By Timothy Sparks
There is debate about the Greek grammar and word order of Mt. 5:32, “But I say to you that who, suppose, may have dismissed his wife, excluding an account of fornication, causes her to commit adultery; and who, suppose, may have married a dismissed woman commits adultery” (Mt. 5:32, translation mine). Based on the previously published article “What Is Jesus Saying in Mt. 5:32?” (https://timothysparks.com/2015/03/06/what-is-jesus-saying-in-mt-532), I received a question (and my response below) that while few today may ask or consider, it is worth calling attention to the discussion.
“Is it not so, that in standard english the order of the words of proposition 1 would allow for it to be an exception to divorce? Is there something in the order of the words that make you feel sure that the parektos modifies the ’causes’ and not the ‘may have dismissed’? I mean, it makes meaningful sense, but is there an extra in the grammar or word order?”
The focus of the text of Mt. 5:31-32 is on what the man “causes/makes” (poiei) his wife do (“commit adultery”) when he dismisses her. The focus is not on allowing an “exception” (parektos, “excluding”) in which Jesus favorably authorizes divorce.
Additionally, notice the focus in the last phrase of what is also caused in the cascade of events, “and whoever marries a woman who is divorced commits adultery” (Mt. 5:32). No exception allowing for divorce there either.
Notice also that the man, whether (1) married, (2) divorced or (3) single (the text does not specify, but if he is married or divorced, he commits adultery with a woman regardless of her marital status), commits adultery when he marries a divorced woman. It does not matter why the woman is divorced. A man, whether (1) married, (2) divorced or (3) single commits adultery marrying a divorced woman regardless of why she is divorced. Later, Jesus says, “And if a woman divorces her husband and marries another, she commits adultery” (Mk. 10:12).

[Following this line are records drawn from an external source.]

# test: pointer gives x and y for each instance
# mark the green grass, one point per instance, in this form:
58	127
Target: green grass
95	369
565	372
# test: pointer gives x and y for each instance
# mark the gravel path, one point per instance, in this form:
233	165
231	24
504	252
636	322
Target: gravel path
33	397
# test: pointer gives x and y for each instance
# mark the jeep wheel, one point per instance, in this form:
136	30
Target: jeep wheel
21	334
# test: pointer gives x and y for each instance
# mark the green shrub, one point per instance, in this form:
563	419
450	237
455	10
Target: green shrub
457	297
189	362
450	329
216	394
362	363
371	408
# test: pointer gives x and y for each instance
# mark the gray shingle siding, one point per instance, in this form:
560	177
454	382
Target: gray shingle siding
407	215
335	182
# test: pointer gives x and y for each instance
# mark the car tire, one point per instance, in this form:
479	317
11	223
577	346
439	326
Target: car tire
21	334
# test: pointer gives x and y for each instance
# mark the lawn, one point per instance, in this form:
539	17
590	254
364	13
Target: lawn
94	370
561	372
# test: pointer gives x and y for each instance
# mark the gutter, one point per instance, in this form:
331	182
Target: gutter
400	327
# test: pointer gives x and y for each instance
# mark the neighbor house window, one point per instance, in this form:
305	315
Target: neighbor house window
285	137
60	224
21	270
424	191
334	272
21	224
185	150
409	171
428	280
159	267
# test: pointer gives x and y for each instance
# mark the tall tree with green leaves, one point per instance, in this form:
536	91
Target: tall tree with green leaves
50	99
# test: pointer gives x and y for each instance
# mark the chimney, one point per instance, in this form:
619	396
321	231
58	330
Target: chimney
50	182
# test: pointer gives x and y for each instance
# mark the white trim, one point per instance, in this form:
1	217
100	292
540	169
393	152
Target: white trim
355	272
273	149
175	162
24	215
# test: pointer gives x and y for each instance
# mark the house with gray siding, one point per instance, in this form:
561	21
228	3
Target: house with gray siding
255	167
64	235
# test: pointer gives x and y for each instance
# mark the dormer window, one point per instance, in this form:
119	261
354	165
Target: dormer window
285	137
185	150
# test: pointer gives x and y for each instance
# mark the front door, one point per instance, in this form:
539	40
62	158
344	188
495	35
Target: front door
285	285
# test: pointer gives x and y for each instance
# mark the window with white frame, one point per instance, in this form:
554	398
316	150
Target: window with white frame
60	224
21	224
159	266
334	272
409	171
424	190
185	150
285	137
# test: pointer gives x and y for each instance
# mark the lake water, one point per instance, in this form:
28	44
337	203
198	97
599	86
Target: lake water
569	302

Again, Jesus’ focus in Mt. 5:32 is that the husband who dismisses his wife causes her to commit adultery. One of the repeated and consistent statements of Jesus is, “and marries another commits adultery” (Mt. 19:9; Mk. 10:11-12; Lk. 16:18). Jesus clearly warns about the adulterous cascade of events. Within Scripture, God gives no exception favorably authorizing divorce or marriage to another.